The Effects of Deafness and Visual Language Experience on Visual Perception from Infancy to Adulthood

$343,299FY2014SBENSF

University Of California-San Diego, La Jolla CA

Investigators

Abstract

Deaf individuals must rely more than hearing individuals on visual information to understand what is happening in the world around them. As a result, the brains of deaf people typically reorganize to help them make better use of the available visual information.

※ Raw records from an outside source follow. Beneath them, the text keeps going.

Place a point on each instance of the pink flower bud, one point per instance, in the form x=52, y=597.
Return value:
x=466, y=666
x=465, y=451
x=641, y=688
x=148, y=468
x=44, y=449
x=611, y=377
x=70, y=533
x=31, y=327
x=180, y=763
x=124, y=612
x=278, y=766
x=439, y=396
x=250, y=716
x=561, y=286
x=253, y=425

The questions addressed by this research project are whether and how greater reliance on visual information actually changes visual experiences. The project also investigates how differences between hearing and deaf people's visual processing develop across infancy, childhood, and adulthood. There is evidence that aspects of vision are altered or enhanced in deaf people, providing evidence for plasticity of the human brain to compensate for the absence of sound. Yet, very little is known about how these alterations emerge during development. This project investigates the consequences of altered early sensory experience during development, measuring perceptual sensitivity to motion, form, faces, and objects. Deaf people may have altered processing of these aspects of vision for two reasons. First, lack of auditory input compels deaf people to rely more on their intact visual modality, and, second, many deaf people use a visual language (American Sign Language, ASL), which may enhance certain aspects of visual processing that convey critical linguistic information. To tease apart effects of deafness versus ASL language experience, the studies will compare visual sensitivity in Deaf and Hearing individuals who are either Signers or Nonsigners. Also, effects of deafness could occur during an early critical period rather than due to accumulated altered sensory experiences across the lifespan. To address this possibility, the project will also involve studying a group of "Hearing Restored" children who received cochlear implants around 12-18 months, following a period of auditory deprivation starting at birth. Results from these studies will reveal how sensory systems adjust to altered input and elucidate mechanisms of brain plasticity, which may have widespread implications for deaf and blind individuals, as well as for those who lose their hearing or sight later in life.